Method: Data were collected as part of a larger study examining MH service utilization with YYAs between the ages of 14-24 that attended a walk-in clinic at Foundry BC (integrated service center) in Canada for MH problems (e.g. anxiety, depression) between the years 2018-2019. Fourteen participants were recruited using purposive and theoretical sampling. In-depth interviews were conducted by graduate students, lasting one hour, and were audiotaped and transcribed. Example questions included: 1) Do important people in your life live with MH challenges? 2) If so, have they used MH services for these challenges? Applying grounded theory methodology (Charmaz, 2006) two analysts conducted both open and focused coding, and met for constant comparison, and consensus building. All data were analyzed in NVivo.

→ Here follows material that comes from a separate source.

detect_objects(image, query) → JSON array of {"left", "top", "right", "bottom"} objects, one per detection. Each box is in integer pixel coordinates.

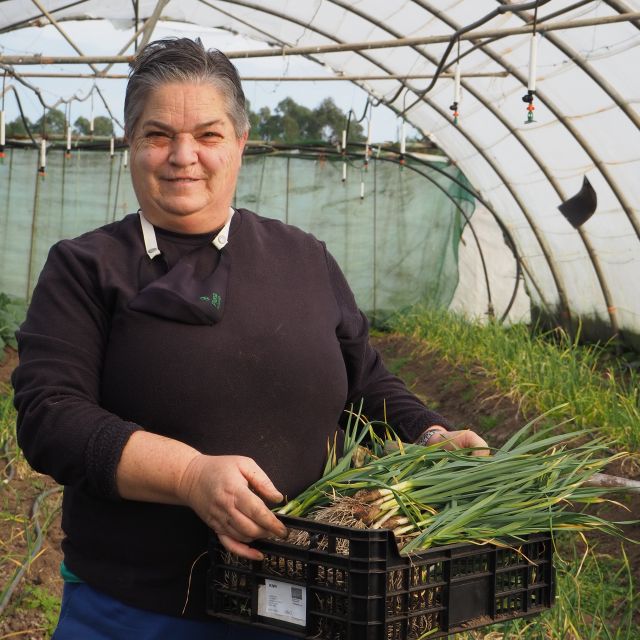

Results: Sample demographics included mean age 21 (SD=2), 36% female, 50 % male, 14% transgender individuals, 93% White, 7% Latin American. The Patient Health Questionnaire depression scale (PHQ8) mean score was 10.4 (SD=5), and the Generalized Anxiety Disorder (GAD7) mean score was 8.8 (SD=4.9) indicating mild to moderate levels of anxiety and depression. All YYAs reported having a family member who had experienced MH problems. One youth stated, “my mom and my sister are quite prominent in mental health cause they were struggling with it when I was growing up so they understand”. Youth also reported positive, negative and mixed messages they received from family members about seeking MH services. One participant said, “He’s [dad] had his own problems with mental health that he never got treated and he has the expectation of other people that they can just move on”. The majority of the YYAs reported peers (e.g. friends, significant others) experiencing MH problems. One YYA stated, “everyone of my close personal friends. I can’t think of a single person in my life that has a strong influence on me that hasn’t dealt with it [mental health issue]”. Finally, YYAs reported encouraging family and peers to seek MH services for their MH problems.
Conclusion and Implications: Help-seeking behaviours learned through what YYAs hear, see, and experience from their family members and peers seems to play a significant role in their decision to seek their own treatment. These results suggest that in order to bring YYAs to services sooner, practitioners must consider family and peer messages and behaviors around help-seeking.